Poetic imagery, rather than realistic drama, is the point, and this Mariinsky staging, which came to London in 2008, is aptly based on the illustrations of the great Ivan Bilibin, which for over a century have characterised skazki for Russians – though updating his soft hues with vivid post-modern colours, projected graphics and scenic links from Ivanov-Vano’s famous animated version (uncredited). ‘Invisible’ masked mimes, as in Oriental theatre, manage the various magical effects, though the final ‘Three Wonders’ are slightly skimped. Unlike the only previous video, Harry Kupfer’s cutesy-pie and brutally cut East German effort (Quantum Leap), it looks superb on screen (despite some inept hand-held camera-work), a kind of super-pantomime – too long for most children, unfortunately, in Valery Gergiev’s luxuriant, relishing reading.
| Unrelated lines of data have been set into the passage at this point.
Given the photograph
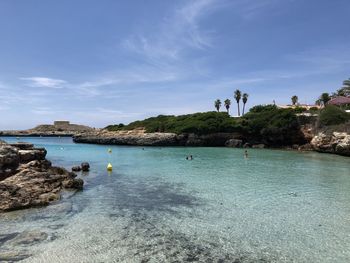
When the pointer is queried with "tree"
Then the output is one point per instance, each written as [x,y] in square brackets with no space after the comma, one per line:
[217,104]
[295,99]
[237,96]
[244,99]
[227,103]
[324,98]
[345,90]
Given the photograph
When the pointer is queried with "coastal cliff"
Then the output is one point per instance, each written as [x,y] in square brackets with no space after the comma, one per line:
[141,138]
[335,142]
[27,179]
[56,129]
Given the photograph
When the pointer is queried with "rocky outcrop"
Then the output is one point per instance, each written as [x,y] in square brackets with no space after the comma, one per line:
[335,142]
[140,138]
[234,143]
[50,130]
[27,179]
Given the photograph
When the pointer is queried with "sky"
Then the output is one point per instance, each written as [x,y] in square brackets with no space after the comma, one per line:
[100,62]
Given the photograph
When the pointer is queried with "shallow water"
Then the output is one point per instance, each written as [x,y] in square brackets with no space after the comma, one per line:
[275,206]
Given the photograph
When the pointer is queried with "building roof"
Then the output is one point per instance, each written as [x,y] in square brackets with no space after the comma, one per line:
[340,100]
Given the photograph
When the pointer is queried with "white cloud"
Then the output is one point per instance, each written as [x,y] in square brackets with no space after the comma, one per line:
[43,82]
[177,33]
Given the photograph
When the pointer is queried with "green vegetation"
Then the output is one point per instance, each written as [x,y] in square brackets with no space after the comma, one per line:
[244,99]
[199,123]
[272,125]
[217,105]
[275,126]
[237,95]
[294,100]
[332,115]
[227,103]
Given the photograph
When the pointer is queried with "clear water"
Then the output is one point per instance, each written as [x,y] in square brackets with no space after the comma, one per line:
[276,206]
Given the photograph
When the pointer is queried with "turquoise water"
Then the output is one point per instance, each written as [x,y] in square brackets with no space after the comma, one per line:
[275,206]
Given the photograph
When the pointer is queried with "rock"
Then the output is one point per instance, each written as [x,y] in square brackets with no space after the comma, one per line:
[22,145]
[28,238]
[32,154]
[49,197]
[28,179]
[13,256]
[235,143]
[305,147]
[335,142]
[73,184]
[9,160]
[258,146]
[141,138]
[76,168]
[85,167]
[246,145]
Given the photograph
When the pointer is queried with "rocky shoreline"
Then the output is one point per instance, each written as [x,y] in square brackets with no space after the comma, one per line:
[154,139]
[27,179]
[334,142]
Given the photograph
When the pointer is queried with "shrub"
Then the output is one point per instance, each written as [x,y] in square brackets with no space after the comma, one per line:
[199,123]
[332,115]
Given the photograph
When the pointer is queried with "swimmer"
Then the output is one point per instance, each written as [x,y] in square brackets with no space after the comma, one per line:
[245,154]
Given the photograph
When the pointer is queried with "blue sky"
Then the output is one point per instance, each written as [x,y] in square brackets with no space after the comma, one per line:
[102,62]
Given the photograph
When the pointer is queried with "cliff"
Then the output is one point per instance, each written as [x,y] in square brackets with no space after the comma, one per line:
[141,138]
[64,129]
[27,179]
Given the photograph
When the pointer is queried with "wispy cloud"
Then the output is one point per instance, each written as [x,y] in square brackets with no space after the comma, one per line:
[177,33]
[44,82]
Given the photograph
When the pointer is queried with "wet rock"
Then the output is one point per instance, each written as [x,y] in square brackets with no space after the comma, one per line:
[258,146]
[335,142]
[22,145]
[6,237]
[246,145]
[73,184]
[235,143]
[9,160]
[32,154]
[305,147]
[13,256]
[85,167]
[29,180]
[28,238]
[76,168]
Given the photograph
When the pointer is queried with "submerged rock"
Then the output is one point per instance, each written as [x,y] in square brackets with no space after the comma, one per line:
[85,167]
[28,238]
[76,168]
[235,143]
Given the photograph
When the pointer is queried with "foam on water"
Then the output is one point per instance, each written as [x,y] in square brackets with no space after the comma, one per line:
[155,206]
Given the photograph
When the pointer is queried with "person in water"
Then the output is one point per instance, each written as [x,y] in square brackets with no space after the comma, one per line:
[189,157]
[245,154]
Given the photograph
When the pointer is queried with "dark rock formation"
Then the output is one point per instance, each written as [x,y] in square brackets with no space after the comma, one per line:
[156,139]
[235,143]
[76,168]
[85,167]
[27,179]
[334,142]
[57,129]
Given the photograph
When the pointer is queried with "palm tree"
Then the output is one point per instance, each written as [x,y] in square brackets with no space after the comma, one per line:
[324,98]
[295,99]
[237,96]
[227,103]
[217,104]
[244,99]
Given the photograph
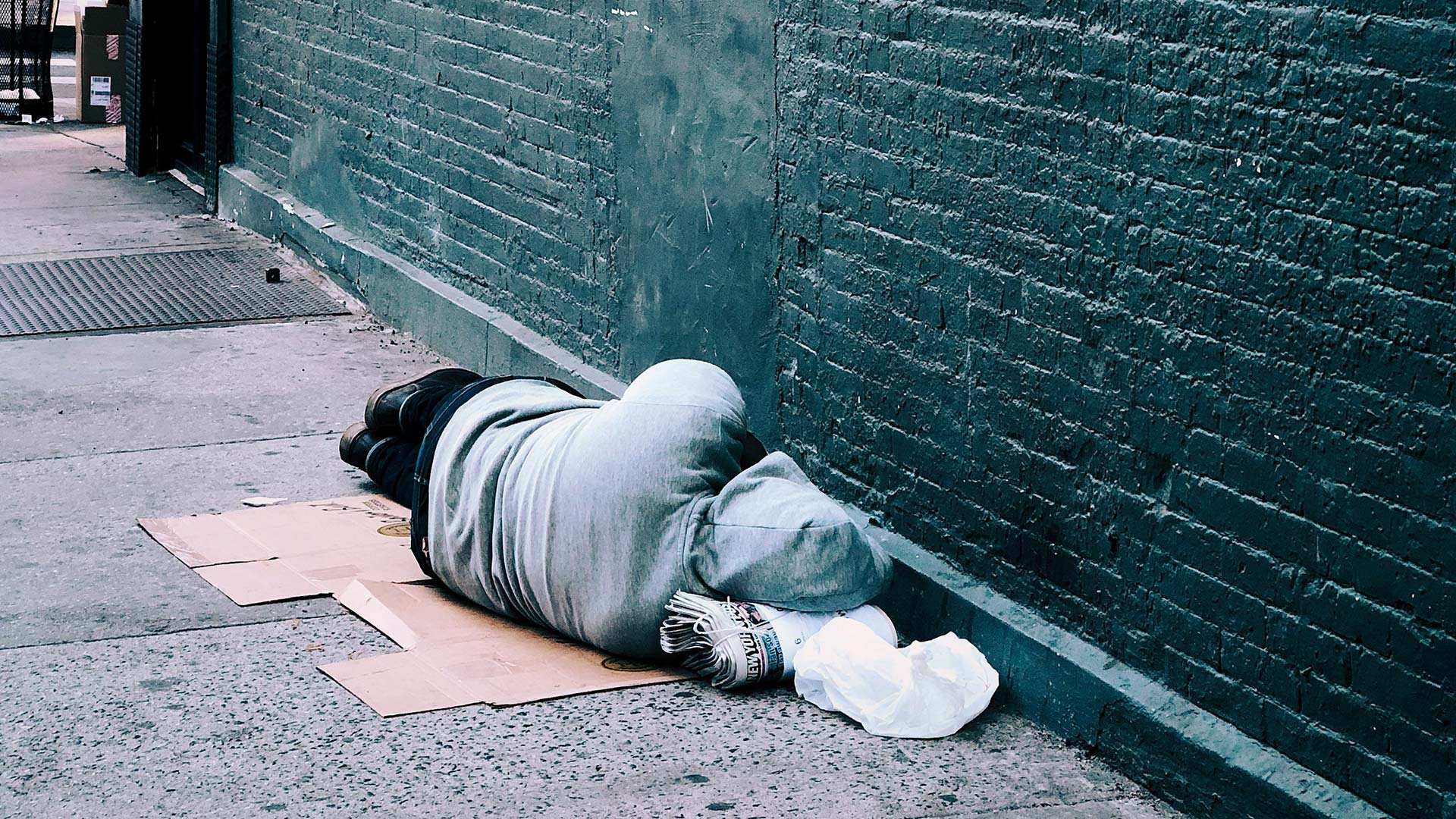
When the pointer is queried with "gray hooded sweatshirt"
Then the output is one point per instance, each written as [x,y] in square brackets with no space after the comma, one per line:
[585,516]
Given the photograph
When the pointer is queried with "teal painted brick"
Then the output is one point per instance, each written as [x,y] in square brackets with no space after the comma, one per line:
[1187,333]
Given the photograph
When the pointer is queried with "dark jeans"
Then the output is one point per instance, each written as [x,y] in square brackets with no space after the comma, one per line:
[392,464]
[400,464]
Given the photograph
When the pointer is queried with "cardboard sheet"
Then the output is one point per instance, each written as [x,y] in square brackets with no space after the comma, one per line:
[459,654]
[357,548]
[297,550]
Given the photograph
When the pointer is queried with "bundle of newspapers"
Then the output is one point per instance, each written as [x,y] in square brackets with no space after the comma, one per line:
[737,643]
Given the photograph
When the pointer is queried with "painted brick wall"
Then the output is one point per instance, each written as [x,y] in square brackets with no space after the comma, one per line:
[1147,312]
[601,174]
[471,137]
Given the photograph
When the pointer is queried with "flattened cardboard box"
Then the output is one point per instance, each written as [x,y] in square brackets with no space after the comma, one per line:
[457,654]
[297,550]
[357,548]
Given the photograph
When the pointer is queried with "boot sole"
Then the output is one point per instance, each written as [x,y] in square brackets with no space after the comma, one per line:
[347,441]
[372,406]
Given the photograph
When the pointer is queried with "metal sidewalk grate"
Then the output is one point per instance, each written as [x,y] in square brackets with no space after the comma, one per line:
[152,290]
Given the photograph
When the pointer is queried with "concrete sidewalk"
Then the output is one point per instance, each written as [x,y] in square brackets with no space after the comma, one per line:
[128,687]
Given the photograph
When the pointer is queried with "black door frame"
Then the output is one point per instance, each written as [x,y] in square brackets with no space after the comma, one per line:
[150,123]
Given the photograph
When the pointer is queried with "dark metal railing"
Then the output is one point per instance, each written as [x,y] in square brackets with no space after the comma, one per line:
[27,30]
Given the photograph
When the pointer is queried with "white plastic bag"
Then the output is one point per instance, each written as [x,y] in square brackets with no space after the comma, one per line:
[924,691]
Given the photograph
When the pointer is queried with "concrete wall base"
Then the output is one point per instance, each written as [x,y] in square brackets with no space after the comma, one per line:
[1178,751]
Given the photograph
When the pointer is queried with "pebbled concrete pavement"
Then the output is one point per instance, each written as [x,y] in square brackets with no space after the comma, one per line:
[131,689]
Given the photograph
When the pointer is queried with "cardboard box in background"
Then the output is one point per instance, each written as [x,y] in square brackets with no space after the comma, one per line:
[357,548]
[101,66]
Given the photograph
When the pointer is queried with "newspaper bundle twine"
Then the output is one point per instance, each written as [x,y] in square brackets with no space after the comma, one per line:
[737,643]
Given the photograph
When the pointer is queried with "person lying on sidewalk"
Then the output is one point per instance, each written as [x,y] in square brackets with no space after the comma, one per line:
[585,516]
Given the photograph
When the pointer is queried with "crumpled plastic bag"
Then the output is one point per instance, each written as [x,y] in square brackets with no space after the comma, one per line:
[922,691]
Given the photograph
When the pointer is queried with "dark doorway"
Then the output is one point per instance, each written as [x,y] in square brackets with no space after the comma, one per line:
[184,88]
[180,83]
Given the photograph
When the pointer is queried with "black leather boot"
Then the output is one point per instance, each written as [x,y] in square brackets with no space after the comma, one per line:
[356,442]
[382,411]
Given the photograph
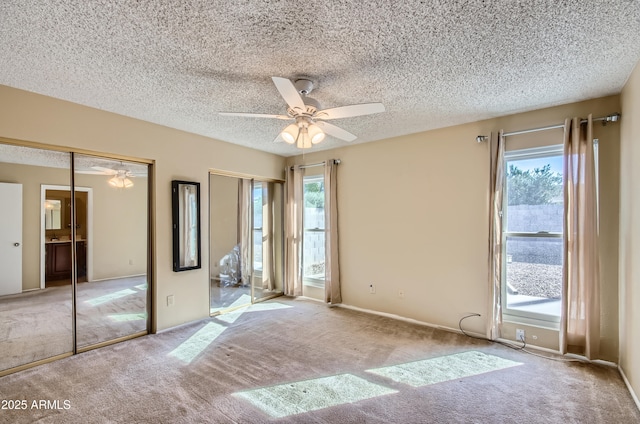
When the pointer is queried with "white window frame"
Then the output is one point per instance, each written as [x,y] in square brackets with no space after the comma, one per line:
[308,281]
[515,315]
[256,272]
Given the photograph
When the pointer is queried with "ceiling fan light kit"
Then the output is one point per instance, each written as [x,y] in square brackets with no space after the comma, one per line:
[310,128]
[120,181]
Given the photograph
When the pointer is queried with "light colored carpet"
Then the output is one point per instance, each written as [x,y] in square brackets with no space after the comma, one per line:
[316,348]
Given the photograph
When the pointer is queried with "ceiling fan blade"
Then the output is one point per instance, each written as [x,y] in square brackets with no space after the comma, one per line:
[255,115]
[106,171]
[349,111]
[336,131]
[289,93]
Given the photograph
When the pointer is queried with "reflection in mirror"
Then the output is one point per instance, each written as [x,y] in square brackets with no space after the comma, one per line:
[35,322]
[186,225]
[246,241]
[112,300]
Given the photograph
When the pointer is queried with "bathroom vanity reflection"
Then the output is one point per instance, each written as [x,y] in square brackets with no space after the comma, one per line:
[58,262]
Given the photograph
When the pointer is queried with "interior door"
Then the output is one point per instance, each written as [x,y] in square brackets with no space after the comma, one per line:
[11,239]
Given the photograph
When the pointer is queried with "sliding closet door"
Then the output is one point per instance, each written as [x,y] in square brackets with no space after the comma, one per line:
[36,304]
[111,240]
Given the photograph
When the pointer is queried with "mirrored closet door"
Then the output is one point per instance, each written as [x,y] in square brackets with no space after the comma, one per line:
[246,241]
[74,250]
[111,249]
[36,297]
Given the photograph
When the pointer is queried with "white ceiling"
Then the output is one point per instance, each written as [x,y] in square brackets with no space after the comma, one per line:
[431,63]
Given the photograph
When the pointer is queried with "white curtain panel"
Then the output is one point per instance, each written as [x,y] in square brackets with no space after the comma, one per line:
[293,231]
[245,228]
[332,263]
[496,152]
[580,322]
[268,253]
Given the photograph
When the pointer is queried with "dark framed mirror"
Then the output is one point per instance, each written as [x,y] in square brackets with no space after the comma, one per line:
[186,225]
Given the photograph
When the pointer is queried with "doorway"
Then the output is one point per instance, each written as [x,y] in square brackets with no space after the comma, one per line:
[56,263]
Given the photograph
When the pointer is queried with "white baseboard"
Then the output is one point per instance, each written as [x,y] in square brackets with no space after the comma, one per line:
[626,381]
[116,278]
[405,319]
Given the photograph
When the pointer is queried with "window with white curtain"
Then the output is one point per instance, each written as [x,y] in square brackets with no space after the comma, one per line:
[313,252]
[532,238]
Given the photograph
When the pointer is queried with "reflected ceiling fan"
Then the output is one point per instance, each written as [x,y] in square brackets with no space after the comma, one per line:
[310,126]
[121,176]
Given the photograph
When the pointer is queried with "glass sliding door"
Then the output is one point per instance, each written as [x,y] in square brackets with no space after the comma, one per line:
[36,298]
[110,232]
[246,241]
In this 2015 staging, the singers are good rather than exceptional. Edward Tsanga (who sadly died in 2017, at only 37) is a smooth basso cantante Saltan; soprano Irina Churilova as his wronged wife sings beautifully but not very expressively. Mikhail Vekua’s ardent tenor and lively stage presence suits their son Prince Guidon, and the sisters, supporting cast and chorus are excellent.
The only international name, coloratura soprano Albina Shagimuratova, provides the best singing as a radiant-toned Swan Princess, if less ethereal than others I’ve seen in this staging.
Altogether, this is a fine performance of another Rimsky rarity, well worth adding to one’s collection.